Pendant que Dieu me brisait, il renforçait Lisa. Personne ne me connaît mieux qu’elle. Elle peut lire dans mon cœur. Elle connaît mes forces et mes faiblesses, ce que je sais faire et ce que je ne sais pas faire. Sans ses encouragements constants, je ne serais probablement pas pasteur aujourd’hui. Je suis heureux que Dieu m’ait donné une femme attachée à lui et pleine de sagesse, une femme qui ne craint pas de formuler ce que j’ai besoin d’entendre. Je suis reconnaissant que Dieu ait brisé mon entêtement et m’ait donné des oreilles pour entendre ses reproches bienveillants (mais fermes, parfois). Demandez à votre femme si elle pense que vous êtes appelé et puis écoutez-la.
Je ne suis pas un grand fan des « versets pour ta vie », trop souvent issus d’une lecture superficielle de l’Écriture, mal interprétés et sortis du contexte. Mais peu de temps après avoir quitté ma charge de pasteur en 1997, j’étudiais le livre des Actes lorsqu’un verset a capté mon attention.

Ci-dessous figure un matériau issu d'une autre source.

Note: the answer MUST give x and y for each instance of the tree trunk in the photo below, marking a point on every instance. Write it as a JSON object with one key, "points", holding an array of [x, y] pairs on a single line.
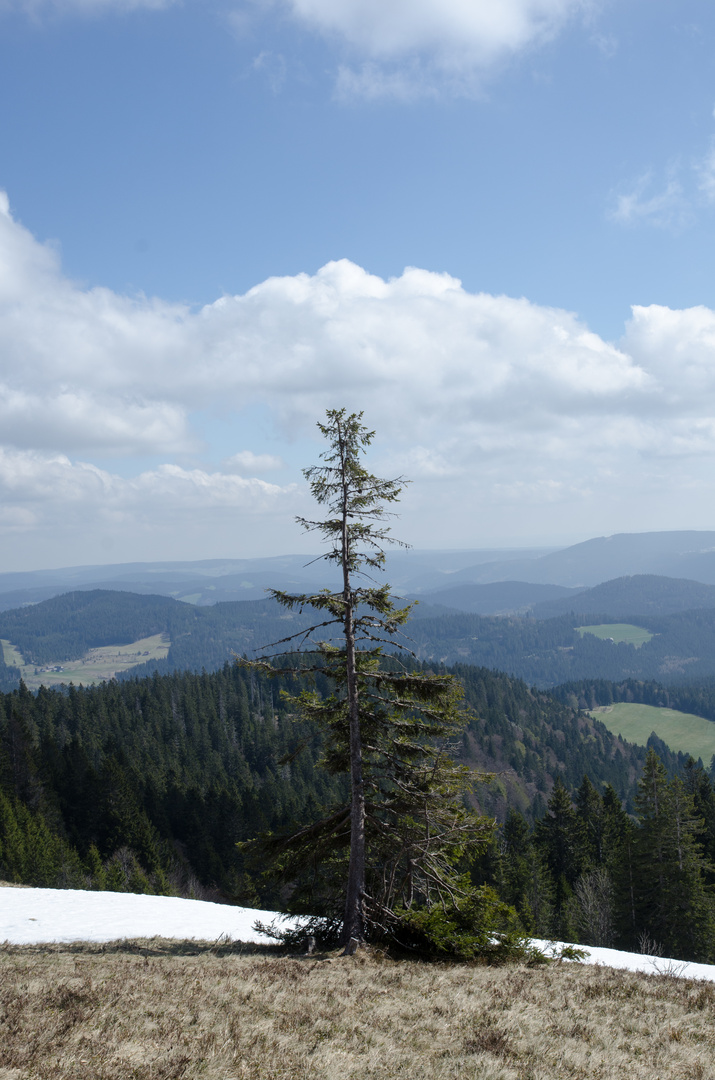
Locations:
{"points": [[353, 930]]}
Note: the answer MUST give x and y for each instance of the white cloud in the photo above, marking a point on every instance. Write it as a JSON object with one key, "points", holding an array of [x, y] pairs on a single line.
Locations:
{"points": [[246, 461], [37, 8], [414, 46], [705, 171], [475, 29], [486, 401]]}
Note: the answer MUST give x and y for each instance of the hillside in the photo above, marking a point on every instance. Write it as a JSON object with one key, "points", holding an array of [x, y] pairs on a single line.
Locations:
{"points": [[543, 652], [636, 595], [176, 769]]}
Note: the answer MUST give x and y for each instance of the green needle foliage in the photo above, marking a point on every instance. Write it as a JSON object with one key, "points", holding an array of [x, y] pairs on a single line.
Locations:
{"points": [[395, 846]]}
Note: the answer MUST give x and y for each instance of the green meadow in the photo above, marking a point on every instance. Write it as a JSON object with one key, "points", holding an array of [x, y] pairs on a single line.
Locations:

Un simple verset. Ce verset est la meilleure formulation jamais donnée de la mission pastorale. Et puisqu’il s’agit de la parole de Dieu, elle ne s’applique pas seulement à moi. Elle résume donc bien l’appel de chaque serviteur de Jésus:
Ma vie m’importe peu, je ne lui accorde aucun prix; mon but c’est d’aller jusqu’au bout de ma course et d’accomplir pleinement le service que le Seigneur m’a confié c’est-à-dire de proclamer la Bonne Nouvelle de la grâce de Dieu.
Actes 20.24, BDS
Peut-être vous demandez-vous si tout ce stress et cette tension en valent vraiment la peine. Certains de vos fidèles pensent peut-être avoir démasqué le charlatan que vous êtes derrière votre image de pasteur. Mais lorsque vous vous êtes donné tout entier au ministère (à plus forte raison quand vous êtes devenu chrétien), vous avez cédé votre titre de propriété à Jésus. Votre vie n’est plus à vous. Alors, n’abandonnez rien parce qu’au fond, votre petite personne n’est pas le grand enjeu. Votre tâche n’est pas de vous construire une vie respectable digne de la classe moyenne, mais d’aller jusqu’au bout de la course et du ministère que la divine providence vous a confié. Considérez vos afflictions comme un sujet de grande joie (Jc 1.2) et consacrez votre vie à témoigner du glorieux Évangile de la grâce de Dieu.